The second patient was a 51-year-old African-American female with severe erosive deforming RA (rheumatoid factor and cyclic citrullinated peptide antibody positive) and systemic sclerosis. She reported stuttering since starting methotrexate. She initially received a dose of 7.5 mg weekly that was slowly increased to 25 mg weekly over the course of 2 years. Methotrexate was discontinued because of extreme fatigue. Although the stuttering improved after the cessation of methotrexate, it never completely resolved. She was referred to a neurologist for further investigation. However, testing did not reveal the cause of her stuttering. Lumbar puncture showed negative CSF oligoclonal bands. The CSF immunoglobulin G synthesis rate was 0. The angiotensin-converting enzyme level of the CSF was <4, the Venereal Disease Research Laboratory-CSF test was nonreactive, glucose was 58 mg/dL, protein was 17 mg/dL, and she had no red blood cells or white blood cells in the CSF. The patient also had a negative MRI of the brain as well as magnetic resonance angiography. Although drug-induced stuttering usually resolves following cessation of the offending medication, MIN could not be ruled out.
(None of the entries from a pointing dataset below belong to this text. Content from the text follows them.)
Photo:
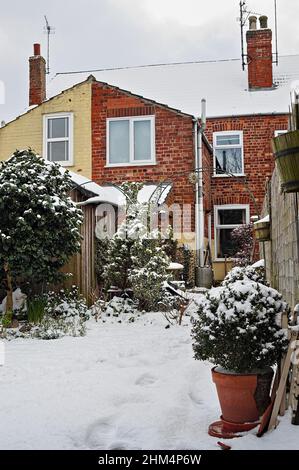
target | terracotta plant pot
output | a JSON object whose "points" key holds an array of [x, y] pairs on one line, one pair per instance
{"points": [[243, 398]]}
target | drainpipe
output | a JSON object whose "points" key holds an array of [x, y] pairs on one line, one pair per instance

MIN is manifested by a variety of symptoms and signs. Cases of speech difficulty, including aphasia and dysarthria, have been reported in patients who received intrathecal methotrexate.^1,2 Patients receiving high-dose systemic intravenous therapy (8-9 g/m²) developed behavioral disturbances and sensorimotor deficits indicative of encephalopathy.³

One case of neurotoxicity following subcutaneous methotrexate has been reported.⁴ The patient experienced fluctuating dysarthria, dysmetria, and ataxia with concomitant pneumonitis that all spontaneously resolved after the cessation of methotrexate. Several cases have been reported in patients receiving low-dose oral methotrexate, with reversible symptoms such as word-finding difficulty, unilateral weakness, headaches, and leukoencephalopathy.^5-8

While the pathogenesis of MIN remains elusive, 1 hypothesis suggests that the disruption of folate metabolism, causing homocysteine toxicity, is the cause of MIN.⁹ Consequently, excessive excitation of N-methyl-D-aspartate (NMDA) receptors in the brain results in neurologic changes and seizure activity.⁹ Few studies have measured serum and CSF levels of methotrexate in patients experiencing symptoms of neurotoxicity. However, when drug levels were measured, they were within normal limits.³

Thus far, there is no definitive treatment for MIN. Dextromethorphan has shown promise in a study involving 5 patients who experienced complete resolution of their symptoms.¹⁰ Dextromethorphan, a noncompetitive antagonist of NMDA receptors, prevents excitation by excess homocysteine and its metabolites.

Because of the rarity of low-dose MIN, determining the risk factors involved is difficult. The majority of cases involved females, with only 1 male patient reported. This result may reflect the female predilection for autoimmune disease. The age of the patients ranged from 49-68 years. The cumulative dose does not appear to be a factor because of the wide range of doses and treatment durations. The case involving subcutaneous administration occurred after 6 weeks of treatment, a mere cumulative dose of 90 mg.⁴ The case reports involving encephalopathy involved cumulative doses of 2,700-5,200 mg.^5,6 The 2 patients who died received cumulative methotrexate doses of 500 and 780 mg.^7,8

The outcomes of MIN can range from complete resolution to death. Because of the paucity of studies surrounding this adverse drug reaction, elucidating risk factors that may predispose patients to MIN is difficult. Although this adverse effect is rare, clinicians should remember it when treating patients with methotrexate for rheumatologic disease.